# Too much fog/juice



## rocnron (Sep 24, 2012)

Just replaced the pump in my 1500w Low rider fog machine. The new one looked comparable in the picture, but turned out to be three times the size. The fog output is unbelievable (unfortunately, so is the amount of fluid coming through the line). In 2 minutes, it gobbled up at least 10oz of juice and deposited it in the bottom of the ice chamber. Any suggestions???


----------



## Haunted Spider (Sep 6, 2010)

Sounds to me like you put the wrong pump in. Your fogger is designed to handle a certain amount of fluid for the watts it can heat.

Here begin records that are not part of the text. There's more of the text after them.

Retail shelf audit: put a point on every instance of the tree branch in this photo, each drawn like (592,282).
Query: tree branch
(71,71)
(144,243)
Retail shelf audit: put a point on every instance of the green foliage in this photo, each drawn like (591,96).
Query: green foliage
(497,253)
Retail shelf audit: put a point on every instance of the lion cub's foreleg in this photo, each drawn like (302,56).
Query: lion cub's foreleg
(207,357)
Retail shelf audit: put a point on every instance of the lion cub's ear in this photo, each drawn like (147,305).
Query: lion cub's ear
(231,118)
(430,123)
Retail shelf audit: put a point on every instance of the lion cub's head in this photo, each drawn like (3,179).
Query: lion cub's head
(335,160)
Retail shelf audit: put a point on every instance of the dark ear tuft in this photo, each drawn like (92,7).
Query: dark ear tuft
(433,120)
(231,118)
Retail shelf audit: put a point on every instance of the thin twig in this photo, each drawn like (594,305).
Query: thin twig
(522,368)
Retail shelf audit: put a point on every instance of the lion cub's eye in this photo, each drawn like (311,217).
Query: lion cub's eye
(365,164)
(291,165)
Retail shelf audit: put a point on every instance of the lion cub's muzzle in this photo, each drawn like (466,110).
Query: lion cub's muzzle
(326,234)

I don't know how you can slow down the pump without burning it out. My guess is you are going to ruin your machine if you don't put the proper pump back in. Be careful changing the intended design of your fogger or you may be buying a new one shortly.


----------



## Frighteners Entertainment (Jan 24, 2006)

Right on the mark SC.


----------



## rocnron (Sep 24, 2012)

That's my guess. The co. I purchased it from (a member of this site) told me it was compatible with my machine. And of course it's non refundable


----------



## grismcdonald (Aug 23, 2011)

I've been working on two of my machines for too long. The one I really do not want to part with seems to be pumping fine seeing what comes out the other side of the pump. Could you add a tee at the output and route it back to the juice reservoir ? Just a thought.


----------